Ogni volta che Giordano si affaccia ai siti d’informazione, deve riconoscere: «La percussione delle notizie mi mette davanti agli occhi una parata di vittime». Quanto dipende dalla realtà odierna e quanto dall’accanimento dei mass media sugli aspetti scabrosi dell’esistenza? Le problematiche attuali influiscono inevitabilmente sulla vita dei singoli?
I giornali, per loro natura, si nutrono di eccezioni. Un evento qualsiasi non sarebbe una notizia se non rappresentasse una “novità” rispetto a qualche tipo di normalità. I media fanno il proprio mestiere, poi sta all’intelligenza di ciascuno capire che le notizie non rappresentano per intero i “fenomeni”. Per citare un esempio che si ritrova nel romanzo: se io leggo in prima pagina che è morto un neonato in un ospedale di Avellino e ne deduco che la sanità italiana è un colabrodo, faccio un operazione superficiale. La verità è che in Italia abbiamo delle statistiche sulla mortalità natale da fare invidia alla Svezia. Le statistiche non mitigano la tragicità dell’esperienza. Ma è vero anche il contrario, la tragicità dell’esperienza non mitiga il valore delle statistiche.
«Provate a immaginare un posto terribile qualsiasi: a Taranto è peggio –, e le colpe sono di chiunque non sia presente nel momento in cui state ascoltando il racconto». Cosa condividi delle considerazioni riguardo alla tua città di origine espresse in Malafede?
Ho scritto il libro proprio per stigmatizzare una mentalità del genere. Ragionare in termini di “meglio” o “peggio” è arbitrario e superfluo. A Taranto, come in qualsiasi altro posto del mondo, esiste uno spazio di possibilità. Grande o piccolo che sia, uno spazio di possibilità esiste. L’importante, mi pare, è che chi ama la città utilizzi questo spazio con concretezza, fantasia, entusiasmo. Senza paura di entrare dentro i luoghi del potere e resistendo alla tentazione dello scetticismo, che suggerisce l’inutilità di qualsiasi tipo di sforzo.

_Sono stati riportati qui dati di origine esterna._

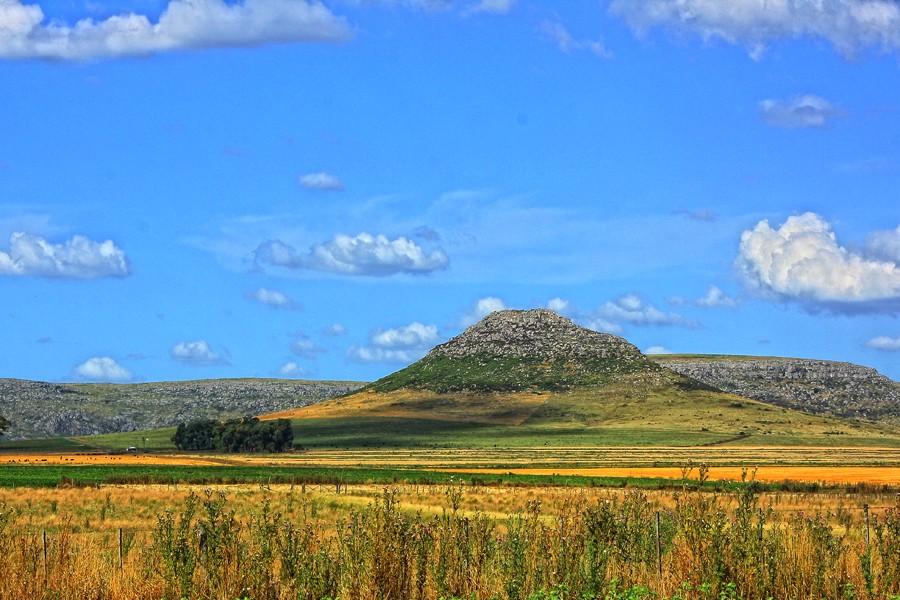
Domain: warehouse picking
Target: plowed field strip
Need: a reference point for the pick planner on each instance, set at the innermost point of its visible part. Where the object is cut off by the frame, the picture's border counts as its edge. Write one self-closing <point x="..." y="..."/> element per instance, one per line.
<point x="876" y="475"/>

Sono tantissimi i giovani scrittori pugliesi di grande valore: cosa ha portato a questa fioritura di talenti? Possibile che quasi tutti debbano cercare altrove la propria realizzazione professionale?
Parlo per Taranto. Taranto è una città che non sta zitta. Spesso è costretta a parlare di dolore e di tradimenti, a volte parla di luce e di coraggio. Ma parla. Noi scrittori rispondiamo a questa voce. Credo.

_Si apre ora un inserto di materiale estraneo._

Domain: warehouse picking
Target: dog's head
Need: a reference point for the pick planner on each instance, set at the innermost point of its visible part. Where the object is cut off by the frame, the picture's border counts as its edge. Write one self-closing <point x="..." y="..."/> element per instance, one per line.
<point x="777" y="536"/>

È vero che molti “talenti” – come dici tu – hanno trovato spazio lontano dalla nostra regione. In Puglia ci sono molti piccoli editori coraggiosi, quello che manca è un editore di narrativa sufficientemente robusto, capace di prendere questa ricchezza e portarla con forza nelle librerie italiane. Qualcuno che faccia quello che riesce a Laterza per la saggistica.